クローニングの種類とその利用・リスク

クローニングとは、ある生物の遺伝情報を正確にコピーし、同一の遺伝子構成を持つ個体(クローン)を作り出す技術です。医療や農業などで有用性が期待される一方、倫理的な議論も根強くあります。

DNAクローニング(遺伝子クローニング)

DNAクローニングは、別名「組換えDNA技術」や「遺伝子クローニング」とも呼ばれます。目的のDNA断片を自己複製可能なベクターに組み込み、細菌や酵母などの宿主細胞に導入して増幅させます。この方法により、特定の遺伝子を大量にコピーでき、1970年代から広く利用されています。

体細胞核移植による生殖クローニング

体細胞核移植(SCNT)を用いた生殖クローニングは、ドリー羊のように、完全な個体を作り出す手法です。
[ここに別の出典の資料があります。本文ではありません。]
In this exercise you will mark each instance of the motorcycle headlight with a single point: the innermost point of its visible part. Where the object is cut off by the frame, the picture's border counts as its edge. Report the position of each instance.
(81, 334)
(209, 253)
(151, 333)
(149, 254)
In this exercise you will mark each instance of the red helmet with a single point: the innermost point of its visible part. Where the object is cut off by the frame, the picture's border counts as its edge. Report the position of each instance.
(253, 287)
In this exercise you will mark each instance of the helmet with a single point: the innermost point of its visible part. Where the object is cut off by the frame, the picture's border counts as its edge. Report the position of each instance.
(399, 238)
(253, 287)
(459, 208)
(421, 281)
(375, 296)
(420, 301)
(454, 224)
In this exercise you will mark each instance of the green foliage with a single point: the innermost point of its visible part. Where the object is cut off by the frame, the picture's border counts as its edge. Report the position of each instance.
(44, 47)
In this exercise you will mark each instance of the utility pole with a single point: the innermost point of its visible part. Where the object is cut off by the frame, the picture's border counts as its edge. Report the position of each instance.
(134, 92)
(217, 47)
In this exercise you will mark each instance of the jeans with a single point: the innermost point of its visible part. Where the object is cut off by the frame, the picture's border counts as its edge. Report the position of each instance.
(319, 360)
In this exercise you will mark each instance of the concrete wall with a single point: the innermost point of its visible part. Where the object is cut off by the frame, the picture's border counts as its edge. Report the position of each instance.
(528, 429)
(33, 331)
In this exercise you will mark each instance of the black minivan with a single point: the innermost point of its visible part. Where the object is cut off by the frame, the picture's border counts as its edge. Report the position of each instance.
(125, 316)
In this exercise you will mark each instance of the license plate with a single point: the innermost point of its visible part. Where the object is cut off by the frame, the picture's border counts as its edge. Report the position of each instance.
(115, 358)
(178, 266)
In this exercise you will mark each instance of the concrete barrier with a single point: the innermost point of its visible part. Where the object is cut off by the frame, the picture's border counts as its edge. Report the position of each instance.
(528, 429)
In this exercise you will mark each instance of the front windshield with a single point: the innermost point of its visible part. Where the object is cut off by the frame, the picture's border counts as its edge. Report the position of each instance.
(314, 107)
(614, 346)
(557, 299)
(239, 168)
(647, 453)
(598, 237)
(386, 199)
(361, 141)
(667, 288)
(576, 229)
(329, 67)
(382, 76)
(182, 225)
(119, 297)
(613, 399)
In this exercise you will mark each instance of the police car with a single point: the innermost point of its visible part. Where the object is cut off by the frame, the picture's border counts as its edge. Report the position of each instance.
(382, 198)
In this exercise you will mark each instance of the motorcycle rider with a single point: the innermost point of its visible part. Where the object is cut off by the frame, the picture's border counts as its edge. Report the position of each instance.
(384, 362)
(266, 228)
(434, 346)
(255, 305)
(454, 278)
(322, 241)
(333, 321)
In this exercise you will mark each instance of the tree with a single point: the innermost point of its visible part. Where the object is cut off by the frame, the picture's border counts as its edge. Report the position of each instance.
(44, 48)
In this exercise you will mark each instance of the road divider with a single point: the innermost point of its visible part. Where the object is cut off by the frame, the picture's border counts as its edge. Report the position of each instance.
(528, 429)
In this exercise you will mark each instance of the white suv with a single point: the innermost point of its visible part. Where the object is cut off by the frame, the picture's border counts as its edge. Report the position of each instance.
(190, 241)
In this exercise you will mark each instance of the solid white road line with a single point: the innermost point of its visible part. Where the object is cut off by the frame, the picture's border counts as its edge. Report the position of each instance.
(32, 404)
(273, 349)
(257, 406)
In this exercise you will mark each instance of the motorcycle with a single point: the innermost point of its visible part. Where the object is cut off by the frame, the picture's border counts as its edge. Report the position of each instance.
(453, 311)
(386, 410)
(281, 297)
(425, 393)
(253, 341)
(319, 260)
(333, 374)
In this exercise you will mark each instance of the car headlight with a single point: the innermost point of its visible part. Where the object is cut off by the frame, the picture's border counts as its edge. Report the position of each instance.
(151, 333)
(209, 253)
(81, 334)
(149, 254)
ドナー細胞の核を、核を除去した卵子に移し、受精させた後、代理母の子宮に移植します。核DNAはドナーと同一ですが、ミトコンドリアDNAは卵子側のため、完全なコピーとは言えません。

治療用クローニング(胚性幹細胞クローニング)

治療用クローニングは、研究目的でヒト胚を作製し、そこから胚性幹細胞(ESC)を採取する手法です。ESCは多能性を持ち、様々な組織の細胞へ分化させることができ、疾患治療や臓器再生に期待が寄せられています。一方で、胚を破壊して細胞を取得するため、倫理的な問題が指摘されています。

クローニングの主な利用例

  • DNAクローニングは遺伝子治療や作物の遺伝子改良に不可欠です。特定の遺伝子を導入・除去することで、病気への耐性や栄養価の向上が図れます。
  • 生殖クローニングは、絶滅危惧種や絶滅した動物の保存・復元に活用できる可能性があります。
  • 治療用クローニングは、患者本人の細胞から作製した臓器や組織を移植することで、拒絶反応のリスクを低減させることが期待されています。

クローニングに伴うリスク

ヒトゲノム計画によれば、クローニングはコストが高く、成功率は10%未満と非常に低いとされています。生殖クローニングで生まれた動物は、出生時体重過多症候群(Large Offspring Syndrome)や早死、免疫系の異常などの問題を抱えることが多いです。このため、現在最も実用的なのは遺伝子クローニングです。生殖・治療クローニングも将来的な恩恵が期待されますが、まだ多くの科学的課題が残されています。